According to the Cumberland County Sheriff's Office in North Carolina, Dayton violated the Sex Offender Registration Act by "aiding and abetting the violations committed by Paul Conner of being on school property," the Fayetteville Observer reported.
Investigators said that Dayton allowed Conner to work at Freedom Christian Academy during the 2011-12 academic year while his wife was working as a teacher. The sheriff's office was notified after a parent discovered that Conner was a sex offender.
Dayton surrendered herself at the sheriff's office on Monday. She was charged with three Sex Offender Registration Act violations, including conspiracy to allow a sex offender on protected premises.
"There's a duty, particularly on the school principal - a statute that provides a duty for persons who are aware of a sex offender violating the registration act," Cumberland County Sheriff's Office attorney Ronnie Mitchell told the Observer. "Their duty is to report that. Not to cover that up. And so a failure to make that report to law enforcement is itself a separate felony."
Mitchell suggested that a plea agreement would not include jail time.
"I don't know. I would not think so," he said. "As I understand the plea agreement, it doesn't really contemplate that."
In May, deputies had served a warrant on the school in connection to allegations that officials had changed the grades of athletes and other "favored" students “to increase the reported level of performance.” At the same time, deputies suspected that "students not favored by administrators had their grades reduced," WRAL reported.

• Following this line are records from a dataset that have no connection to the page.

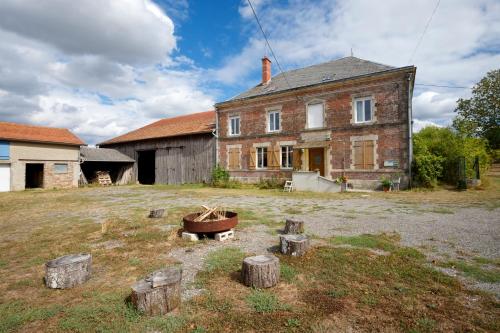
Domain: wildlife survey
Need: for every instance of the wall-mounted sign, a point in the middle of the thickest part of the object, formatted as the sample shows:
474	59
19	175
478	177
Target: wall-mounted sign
391	163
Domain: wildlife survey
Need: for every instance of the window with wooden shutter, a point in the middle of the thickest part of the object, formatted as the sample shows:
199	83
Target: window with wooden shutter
251	158
364	155
297	159
273	156
233	158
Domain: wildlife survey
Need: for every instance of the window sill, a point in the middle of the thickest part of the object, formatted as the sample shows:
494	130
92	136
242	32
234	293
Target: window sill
315	129
363	123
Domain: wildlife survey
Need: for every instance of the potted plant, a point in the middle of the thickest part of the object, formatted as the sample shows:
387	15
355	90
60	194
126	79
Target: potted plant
386	184
343	183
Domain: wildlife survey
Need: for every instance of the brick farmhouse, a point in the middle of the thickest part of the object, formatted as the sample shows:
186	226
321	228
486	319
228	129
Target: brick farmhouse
347	117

"We were investigating academic fraud allegations," West said. "It takes a long time to review all that data. And the school performance of the persons subject to academic fraud. In addition to that, while we were doing that investigation, there were the ongoing plea negotiations that culminated in this."
But Mitchell said that Dayton would get a pass on academic fraud charges if she accepted a plea deal on the sex offender violations.
The school was also not expected to face any sanctions because it "acted through Joan Dayton," Mitchell noted.
Although Dayton had taken a leave of absence for the current school year, she surprised sheriff's office officials by visiting the campus on Friday.
"Since she hasn't been charged yet, she's not under any stipulation to not be on campus," Mitchell pointed out. "But I'm a little surprised she would be on the school property having told a number of people - including some attorneys - that she was stepping away and would not be involved in the school."
"I'm a little surprised at that," he added. "And one has to wonder about good faith. It does at least raise the question of operating in good faith."